- Born: Allison Elaine Brown August 23, 1968 (age 57) Edmond, Oklahoma, U.S.
- Other names: Alli Brown Allison Brown Young
- Height: 5 ft 6 in (168 cm)
- Beauty pageant titleholder
- Title: Miss Oklahoma Teen USA 1986 Miss Teen USA 1986
- Hair color: Blonde
- Eye color: Green
- Major competition(s): Miss Teen USA 1986 Miss USA 1987

= Allison Brown =

American model

Allison Elaine Brown (born August 23, 1968) is an American actress and beauty queen who was Miss Teen USA 1986. Brown also competed in the Miss USA pageant.

==Biography==
Brown grew up in Edmond, Oklahoma, and attended Edmond Memorial High School. She was born to Susanne and H. Jack Brown.
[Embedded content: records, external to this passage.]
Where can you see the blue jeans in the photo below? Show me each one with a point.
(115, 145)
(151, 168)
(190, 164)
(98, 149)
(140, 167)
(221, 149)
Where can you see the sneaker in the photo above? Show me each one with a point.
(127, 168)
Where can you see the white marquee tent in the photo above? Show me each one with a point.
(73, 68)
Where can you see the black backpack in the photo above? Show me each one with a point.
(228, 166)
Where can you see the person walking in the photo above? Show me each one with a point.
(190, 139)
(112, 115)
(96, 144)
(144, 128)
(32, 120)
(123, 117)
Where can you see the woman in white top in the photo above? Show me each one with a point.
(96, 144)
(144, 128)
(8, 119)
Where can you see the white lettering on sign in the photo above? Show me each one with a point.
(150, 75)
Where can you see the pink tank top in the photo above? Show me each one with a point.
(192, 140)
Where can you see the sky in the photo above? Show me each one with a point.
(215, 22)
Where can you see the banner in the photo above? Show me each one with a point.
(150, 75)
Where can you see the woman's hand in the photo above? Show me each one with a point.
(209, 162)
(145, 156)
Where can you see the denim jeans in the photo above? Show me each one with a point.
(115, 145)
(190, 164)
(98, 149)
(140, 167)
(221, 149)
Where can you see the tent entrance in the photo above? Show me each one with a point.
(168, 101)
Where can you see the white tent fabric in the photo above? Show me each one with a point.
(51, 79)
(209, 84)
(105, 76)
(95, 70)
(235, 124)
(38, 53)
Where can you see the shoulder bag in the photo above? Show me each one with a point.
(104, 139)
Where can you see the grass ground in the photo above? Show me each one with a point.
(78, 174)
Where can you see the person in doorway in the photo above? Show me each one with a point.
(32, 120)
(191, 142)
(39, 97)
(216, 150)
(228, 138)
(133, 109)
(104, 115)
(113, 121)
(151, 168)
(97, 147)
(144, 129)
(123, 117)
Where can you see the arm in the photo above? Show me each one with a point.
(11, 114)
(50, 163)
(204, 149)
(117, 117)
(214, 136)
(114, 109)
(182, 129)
Her mother, who had Native American roots, was a feminist who once picketed beauty pageants. Her Irish father was a vascular surgeon who died in the spring of 1987.

Brown won the Miss Oklahoma Teen USA 1986 title after finishing first runner-up the previous year. She then competed at Miss Teen USA 1986 pageant, where she became the first titleholder from Oklahoma to win the Miss Teen USA title. She reigned as Miss Teen USA for 18 months, longer than any titleholder at the time. This was later surpassed by Kaliegh Garris in October 2020. As Miss Teen USA, she traveled to Bermuda, Guatemala, Chile, and Singapore. During her year as Miss Teen USA, she moved to California to study acting.

Brown competed in the Miss USA 1987 pageant held in Albuquerque, New Mexico, but did not place. She later judged the Miss Teen USA 1988 and 1995 pageants.

Following her year as Miss Teen USA, Brown appeared in episodes of Free Spirit and Sister Kate.

In 1991, Brown played the role of Sarah Horton on the NBC Daytime soap opera Days of Our Lives.

She has been mentioned as a figure from Edmond and named in a travel guide.